La primera vez que San Lucas nos habla del Corazón de la Virgen es durante la noche del nacimiento de nuestro Redentor. Ese momento de intimidad celestial, esa primera vez que se cruzaron las miradas de amor infinito del hijo con la madre, así como la posterior adoración de los ángeles y los pastores al Dios hecho hombre; todo quedó impreso en Nuestra Señora, quien como tesoro valiosísimo “guardó todas estas cosas en su corazón para meditarlas.” (Lc. 2:19). Queda claro, pues, que si queremos acceder de manera realmente profunda al inicio del misterio de nuestra Redención y llegar al nivel en donde únicamente se encuentra Dios, tenemos que hacerlo forzosamente a través del Corazón Inmaculado de María, pues sólo ahí se encuentran estos misterios.
San Lucas nos habla a continuación de un pasaje dolorosísimo en la vida de Nuestra Señora: la profecía del Santo Simeón. Es aquí donde, nuevamente, se vuelve a mencionar su Corazón, ahora en boca del anciano profeta, quien después de alabar al niño que la madre llevaba en brazos y reconocerlo como el Hijo de Dios, le profetiza que por ese mismo niño su Corazón sería traspasado por una espada de dolor. ¿Cuál es esa espada de dolor? No es otra más que la Pasión y Muerte de su Hijo tan amado. Mucho antes de que llegara el momento de la Pasión, ella ya sufría interiormente la agonía terrible de saber que un día la violencia del dolor le arrancaría de los brazos al que era su vida, su amor, su todo; en pocas palabras, a Aquel que era su corazón.
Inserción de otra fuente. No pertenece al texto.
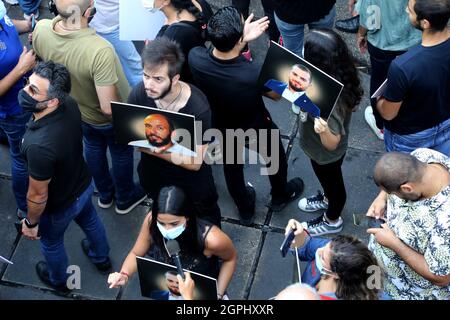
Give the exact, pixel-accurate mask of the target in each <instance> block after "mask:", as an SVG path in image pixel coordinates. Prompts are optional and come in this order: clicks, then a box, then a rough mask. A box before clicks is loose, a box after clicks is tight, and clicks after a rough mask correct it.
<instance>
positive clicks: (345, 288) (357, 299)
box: [330, 235, 384, 300]
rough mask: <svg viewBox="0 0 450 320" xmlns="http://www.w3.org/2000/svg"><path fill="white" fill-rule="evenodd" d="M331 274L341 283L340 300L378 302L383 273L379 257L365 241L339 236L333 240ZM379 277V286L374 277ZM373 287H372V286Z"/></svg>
mask: <svg viewBox="0 0 450 320" xmlns="http://www.w3.org/2000/svg"><path fill="white" fill-rule="evenodd" d="M330 246H331V260H330V266H331V271H333V272H335V273H336V274H337V275H338V277H339V279H338V280H337V288H336V297H337V298H338V299H345V300H378V295H379V292H380V291H381V289H382V285H383V278H384V277H383V272H382V268H381V267H380V266H379V264H378V261H377V259H376V257H375V256H374V255H373V253H372V252H371V251H370V250H369V249H368V248H367V245H366V244H364V243H363V242H362V241H361V240H359V239H357V238H355V237H353V236H346V235H339V236H337V237H335V238H334V239H333V240H331V245H330ZM374 276H379V279H376V280H377V281H378V282H379V285H380V287H377V286H376V285H377V284H376V283H371V277H374ZM371 285H372V286H371Z"/></svg>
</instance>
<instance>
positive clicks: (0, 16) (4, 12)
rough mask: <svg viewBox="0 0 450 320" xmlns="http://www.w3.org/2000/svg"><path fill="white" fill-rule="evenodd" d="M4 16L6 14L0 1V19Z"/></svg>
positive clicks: (1, 2) (4, 9)
mask: <svg viewBox="0 0 450 320" xmlns="http://www.w3.org/2000/svg"><path fill="white" fill-rule="evenodd" d="M4 16H6V7H5V5H4V4H3V1H0V20H2V19H3V17H4Z"/></svg>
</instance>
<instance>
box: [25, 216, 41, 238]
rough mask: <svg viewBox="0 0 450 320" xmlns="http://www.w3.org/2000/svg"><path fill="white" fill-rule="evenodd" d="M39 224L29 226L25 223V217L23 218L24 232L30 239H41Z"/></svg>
mask: <svg viewBox="0 0 450 320" xmlns="http://www.w3.org/2000/svg"><path fill="white" fill-rule="evenodd" d="M38 231H39V225H37V226H36V227H34V228H31V229H30V228H28V227H27V225H26V224H25V219H23V220H22V234H23V235H24V236H25V237H26V238H27V239H29V240H39V239H40V238H41V237H38Z"/></svg>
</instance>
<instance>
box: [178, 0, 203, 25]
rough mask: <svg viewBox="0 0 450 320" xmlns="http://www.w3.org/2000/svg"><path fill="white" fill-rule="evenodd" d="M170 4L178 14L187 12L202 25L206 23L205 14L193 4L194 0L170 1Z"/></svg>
mask: <svg viewBox="0 0 450 320" xmlns="http://www.w3.org/2000/svg"><path fill="white" fill-rule="evenodd" d="M170 4H171V5H172V7H174V8H175V9H176V10H177V12H181V11H182V10H186V11H187V12H189V13H190V14H192V15H193V16H194V17H195V19H196V20H197V22H199V23H200V24H204V23H205V22H206V21H205V16H204V14H203V13H202V12H201V11H200V10H199V9H198V8H197V7H196V6H195V5H194V4H193V3H192V0H170Z"/></svg>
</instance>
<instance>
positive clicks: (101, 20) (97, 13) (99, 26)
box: [89, 0, 119, 33]
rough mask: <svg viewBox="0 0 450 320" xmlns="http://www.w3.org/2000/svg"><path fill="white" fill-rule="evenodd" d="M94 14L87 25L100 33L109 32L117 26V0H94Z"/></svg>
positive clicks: (117, 27) (110, 31) (113, 30)
mask: <svg viewBox="0 0 450 320" xmlns="http://www.w3.org/2000/svg"><path fill="white" fill-rule="evenodd" d="M95 9H97V12H96V13H95V15H94V18H93V19H92V21H91V23H90V24H89V27H91V28H93V29H95V31H97V32H100V33H110V32H112V31H114V30H117V29H118V28H119V0H95Z"/></svg>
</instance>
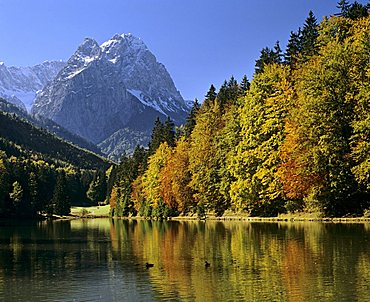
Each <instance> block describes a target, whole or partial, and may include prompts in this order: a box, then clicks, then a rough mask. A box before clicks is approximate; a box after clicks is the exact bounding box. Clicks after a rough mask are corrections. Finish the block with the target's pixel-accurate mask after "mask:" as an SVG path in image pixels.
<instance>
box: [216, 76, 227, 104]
mask: <svg viewBox="0 0 370 302" xmlns="http://www.w3.org/2000/svg"><path fill="white" fill-rule="evenodd" d="M216 99H217V101H218V103H219V104H220V105H221V107H223V106H224V105H225V104H226V102H227V101H228V99H229V91H228V83H227V81H226V80H225V81H224V82H223V83H222V85H221V87H220V90H219V92H218V94H217V98H216Z"/></svg>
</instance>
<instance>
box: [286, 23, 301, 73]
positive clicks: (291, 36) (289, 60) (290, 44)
mask: <svg viewBox="0 0 370 302" xmlns="http://www.w3.org/2000/svg"><path fill="white" fill-rule="evenodd" d="M301 51H302V45H301V28H299V29H298V32H293V31H292V32H290V39H289V41H288V44H287V47H286V51H285V55H284V61H285V64H287V65H290V67H291V68H294V67H295V65H296V63H297V60H298V56H299V54H300V52H301Z"/></svg>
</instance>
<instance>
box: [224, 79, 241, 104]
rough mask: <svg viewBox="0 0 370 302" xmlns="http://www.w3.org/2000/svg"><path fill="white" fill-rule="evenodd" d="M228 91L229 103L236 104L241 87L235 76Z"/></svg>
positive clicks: (228, 85) (228, 86)
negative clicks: (235, 77) (240, 88)
mask: <svg viewBox="0 0 370 302" xmlns="http://www.w3.org/2000/svg"><path fill="white" fill-rule="evenodd" d="M227 90H228V91H227V96H228V101H229V102H232V103H235V102H236V101H237V99H238V96H239V85H238V82H237V80H236V79H235V78H234V76H231V78H230V80H229V82H228V83H227Z"/></svg>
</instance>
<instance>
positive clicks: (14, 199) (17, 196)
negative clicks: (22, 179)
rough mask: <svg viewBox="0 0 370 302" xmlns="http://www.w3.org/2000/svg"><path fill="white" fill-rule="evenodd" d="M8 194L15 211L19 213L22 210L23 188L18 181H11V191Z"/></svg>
mask: <svg viewBox="0 0 370 302" xmlns="http://www.w3.org/2000/svg"><path fill="white" fill-rule="evenodd" d="M9 196H10V199H11V200H12V202H13V206H14V209H15V212H16V213H17V214H19V213H20V212H21V211H22V203H23V188H22V186H21V184H20V183H19V182H18V181H15V182H14V183H13V191H12V192H11V193H10V194H9Z"/></svg>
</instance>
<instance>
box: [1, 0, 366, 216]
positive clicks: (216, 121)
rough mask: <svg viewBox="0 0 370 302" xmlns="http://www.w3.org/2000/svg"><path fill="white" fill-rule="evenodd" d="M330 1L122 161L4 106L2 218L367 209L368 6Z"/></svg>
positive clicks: (151, 215)
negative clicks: (331, 1)
mask: <svg viewBox="0 0 370 302" xmlns="http://www.w3.org/2000/svg"><path fill="white" fill-rule="evenodd" d="M338 8H339V11H340V13H338V14H335V15H333V16H331V17H328V18H324V19H323V20H322V22H321V23H318V21H317V19H316V17H315V16H314V14H313V12H311V11H310V12H309V14H308V17H307V19H306V20H305V21H304V24H303V26H302V28H299V29H297V30H296V31H292V32H291V34H290V39H289V41H288V42H287V46H286V49H285V51H284V52H283V51H282V49H281V47H280V44H279V42H276V44H275V45H274V46H273V48H269V47H266V48H263V49H262V50H261V54H260V57H259V58H258V59H257V60H256V65H255V73H254V76H253V80H252V81H251V82H250V81H249V80H248V78H247V77H246V76H244V77H243V78H242V79H241V80H240V82H239V83H238V81H237V80H236V79H235V78H234V77H231V78H230V79H229V80H226V81H225V82H224V83H223V85H222V86H221V87H220V88H219V89H218V90H217V89H216V87H215V86H214V85H211V86H210V88H209V90H208V92H207V93H206V95H205V98H204V100H202V101H201V102H198V101H197V100H195V101H194V104H193V108H192V109H191V111H190V112H189V116H188V118H187V121H186V123H185V124H184V125H183V126H181V127H177V128H175V126H174V123H173V122H172V121H171V120H170V119H169V118H168V119H167V120H165V121H161V120H160V119H157V120H156V122H155V124H154V128H153V131H152V136H151V141H150V143H149V146H148V148H144V147H143V146H137V147H136V149H135V151H134V152H133V154H132V155H125V156H123V157H122V159H121V161H120V163H119V164H115V163H112V162H109V161H108V160H106V159H104V158H102V157H100V156H98V155H96V154H94V153H93V152H91V151H87V150H84V149H82V148H79V147H75V146H73V145H72V144H71V143H68V142H66V141H63V140H61V139H59V138H57V137H56V136H55V135H53V134H51V133H49V132H47V131H46V130H44V129H41V128H40V127H37V126H35V125H32V124H31V123H29V121H26V120H25V119H23V118H22V117H19V116H17V115H16V114H14V113H5V112H0V217H2V218H4V217H5V218H9V217H12V218H13V217H17V218H19V217H22V218H23V217H38V216H40V215H43V216H52V215H54V214H58V215H68V214H69V213H70V207H71V205H77V204H79V205H93V204H94V205H95V204H97V203H98V202H104V201H105V202H106V203H109V204H110V207H111V215H112V216H114V217H128V216H137V215H140V216H141V217H148V218H156V219H166V218H168V217H171V216H179V215H187V216H193V215H194V216H197V217H199V218H204V217H206V216H207V215H209V214H212V215H216V216H222V215H224V214H225V213H232V214H243V215H248V216H266V217H269V216H278V215H280V214H285V213H293V214H296V213H314V214H315V215H318V216H320V217H333V216H336V217H343V216H362V215H365V216H367V215H370V204H369V201H370V17H369V9H370V5H369V4H367V5H362V4H359V3H358V2H356V1H355V2H353V3H352V4H349V3H348V1H345V0H341V1H340V2H339V3H338ZM2 103H3V105H4V104H5V103H4V101H3V102H2ZM4 106H5V105H4ZM4 106H3V107H4ZM6 106H7V105H6ZM6 106H5V107H6ZM5 107H4V108H5Z"/></svg>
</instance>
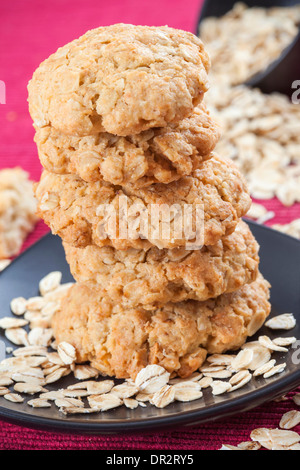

Nuevamente, queda claro que Dios nos quiere dar a conocer el misterio de la Pasión de su Hijo sólo y únicamente a través del Corazón de María, pues es precisamente por medio de él que sabemos y conocemos que un día ese Dios hecho niño va a sufrir hasta la muerte y va a entregar su vida por salvar a sus criaturas. Comprobamos, una vez más, que los misterios más íntimos de la vida de Nuestro Señor Jesucristo se encuentran atesorados en el Corazón de su Madre. Tenemos por fuerza que acudir a él si es que queremos conocer realmente en todo su esplendor al que es nuestro Redentor, y llegar a decir con el Apóstol San Pablo: “No me precio de conocer otra cosa más que a Jesucristo, y a éste crucificado.” (1 Cor. 2:2).
Por último, San Lucas nos habla de la pérdida del Niño Jesús. Después de tres días de angustiosa búsqueda, San José y la Virgen encuentran al Niño en el templo, en medio de los doctores. Movida por el profundo dolor que le habían ocasionado esos tres días de soledad, Nuestra Señora le hace un reproche amorosísimo: “Hijo, ¿por qué te has portados así con nosotros?” Y la respuesta que recibe podría sonarnos a primera vista un poco dura: “¿Por qué me buscabas? ¿No sabías que es preciso que me ocupe de las cosas de mi Padre?” Pero lo que nos dice a continuación San Lucas es que al no comprender del todo esta respuesta, la Madre guardó estas palabras en su corazón para meditarlas. Y es aquí donde entendemos por qué Nuestro Señor responde así.
Todo se reduce nuevamente al Corazón de María. Es a través de él que Jesús nos hace saber que Él es el hijo de Dios, que ha venido aquí a llevar a cabo una misión redentora, que lo único importante es cumplir la voluntad de su Padre, glorificarlo y, al mismo tiempo, liberarnos de la esclavitud del demonio. Es en este Corazón donde depositó todos estos misterios y es ahí donde debemos ir para poder conocerlos.